Havertz, avançado do Chelsea

 foto AFP

Palavras de Kai Havertz, avançado alemão do Chelsea.

Kai Havertz cumpre a terceira temporada ao serviço do Chelsea e atravessa um bom momento em termos pessoais, com um golo em cada um dos últimos três jogos que realizou pelo clube londrino.

"Ninguém me pode dizer que não dou 100% em campo. Num momento, todos estão chateados comigo, não marco, não jogo bem, o 'Chelsea tem de me vender'. Agora, marco e toda a gente diz que sou o melhor. Adoram-me, mas daqui a duas semanas voltam a odiar-me. Independentemente de tudo, chego a casa e a minha namorada ainda me pede para meter a loiça na máquina de lavar", afirmou o internacional alemão, com bom humor, ao The Guardian.

Numa conversa descontraída, revelou ainda que se identifica com um animal: o burro. Algo que já vem desde a infância. "Desde cedo que sinto uma relação especial com burros. É um animal muito calmo e à vezes revejo-me neles porque também sou muito calmo. Relaxam o dia inteiro, não fazem muito, só querem viver as suas vidas. Sempre os amei. Quando perdia, ia ter com eles. Olhava para os burros e via algo humano neles. Era um tipo de recuperação, um lugar onde estava em paz", contou.

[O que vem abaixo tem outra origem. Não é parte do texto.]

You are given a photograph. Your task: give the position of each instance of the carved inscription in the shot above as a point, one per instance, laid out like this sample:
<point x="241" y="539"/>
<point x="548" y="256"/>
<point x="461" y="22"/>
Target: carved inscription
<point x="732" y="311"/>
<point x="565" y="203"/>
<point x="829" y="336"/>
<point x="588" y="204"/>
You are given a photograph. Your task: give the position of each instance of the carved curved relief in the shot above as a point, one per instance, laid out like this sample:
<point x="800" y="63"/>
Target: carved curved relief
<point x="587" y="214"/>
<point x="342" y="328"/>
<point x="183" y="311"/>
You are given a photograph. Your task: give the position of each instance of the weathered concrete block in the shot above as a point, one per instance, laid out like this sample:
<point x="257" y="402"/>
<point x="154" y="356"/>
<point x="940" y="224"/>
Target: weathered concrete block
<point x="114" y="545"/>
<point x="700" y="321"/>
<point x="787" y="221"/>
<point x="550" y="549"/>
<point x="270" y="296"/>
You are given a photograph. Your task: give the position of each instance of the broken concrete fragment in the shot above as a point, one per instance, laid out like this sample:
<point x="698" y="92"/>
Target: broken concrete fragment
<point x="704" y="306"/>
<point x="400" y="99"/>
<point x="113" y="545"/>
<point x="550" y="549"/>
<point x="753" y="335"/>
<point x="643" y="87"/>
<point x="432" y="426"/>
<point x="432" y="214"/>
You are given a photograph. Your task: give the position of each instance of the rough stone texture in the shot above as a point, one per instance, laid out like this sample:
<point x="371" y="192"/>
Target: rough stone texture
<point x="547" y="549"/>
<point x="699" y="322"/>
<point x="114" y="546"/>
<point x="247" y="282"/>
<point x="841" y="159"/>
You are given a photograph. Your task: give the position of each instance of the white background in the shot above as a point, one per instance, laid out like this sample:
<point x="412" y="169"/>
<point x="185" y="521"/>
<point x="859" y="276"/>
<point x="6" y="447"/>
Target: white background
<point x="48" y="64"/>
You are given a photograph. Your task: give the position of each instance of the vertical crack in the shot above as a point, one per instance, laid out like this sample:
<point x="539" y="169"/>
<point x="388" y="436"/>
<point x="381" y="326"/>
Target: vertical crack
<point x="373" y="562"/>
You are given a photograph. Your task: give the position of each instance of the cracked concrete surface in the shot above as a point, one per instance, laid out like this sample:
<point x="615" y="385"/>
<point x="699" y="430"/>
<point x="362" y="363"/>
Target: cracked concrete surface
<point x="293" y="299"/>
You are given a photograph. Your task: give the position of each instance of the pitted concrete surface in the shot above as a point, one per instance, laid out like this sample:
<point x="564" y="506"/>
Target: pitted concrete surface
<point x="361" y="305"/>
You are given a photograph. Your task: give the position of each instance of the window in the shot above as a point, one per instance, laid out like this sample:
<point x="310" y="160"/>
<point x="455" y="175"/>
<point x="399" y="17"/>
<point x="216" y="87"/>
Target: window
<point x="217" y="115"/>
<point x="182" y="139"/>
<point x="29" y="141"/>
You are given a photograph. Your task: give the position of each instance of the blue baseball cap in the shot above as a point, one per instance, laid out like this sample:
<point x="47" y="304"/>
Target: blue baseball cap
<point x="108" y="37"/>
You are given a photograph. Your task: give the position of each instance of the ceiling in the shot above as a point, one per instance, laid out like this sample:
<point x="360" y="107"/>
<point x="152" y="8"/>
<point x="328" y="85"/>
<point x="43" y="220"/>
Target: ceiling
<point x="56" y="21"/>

Havertz recordou também os 80 milhões pagos pelo Chelsea ao Bayer Leverkusen. "Eu era o jogador mais caro do Chelsea. Não entendo como se paga tanto dinheiro, mas é normal no futebol: vejam as nossas transferências recentes. Isso traz pressão porque as pessoas pensam que és o Messi. Eu ainda tinha 20, 21 anos. As pessoas não veem isso; elas veem o preço, então você tem que ser ótimo desde o primeiro dia. Você pode sentir isso, a tensão. Você lê e ouve", vincou. "Lampard contratou-me, conversámos e, mesmo que não tenha corrido bem para ele, ajudou-me. Por isso, estou agradecido. Tuchel trouxe uma ideia diferente do futebol. Todos os centímetros contam. É de topo. Chegar e vencer a Liga dos Campeões em seis meses diz tudo", prosseguiu.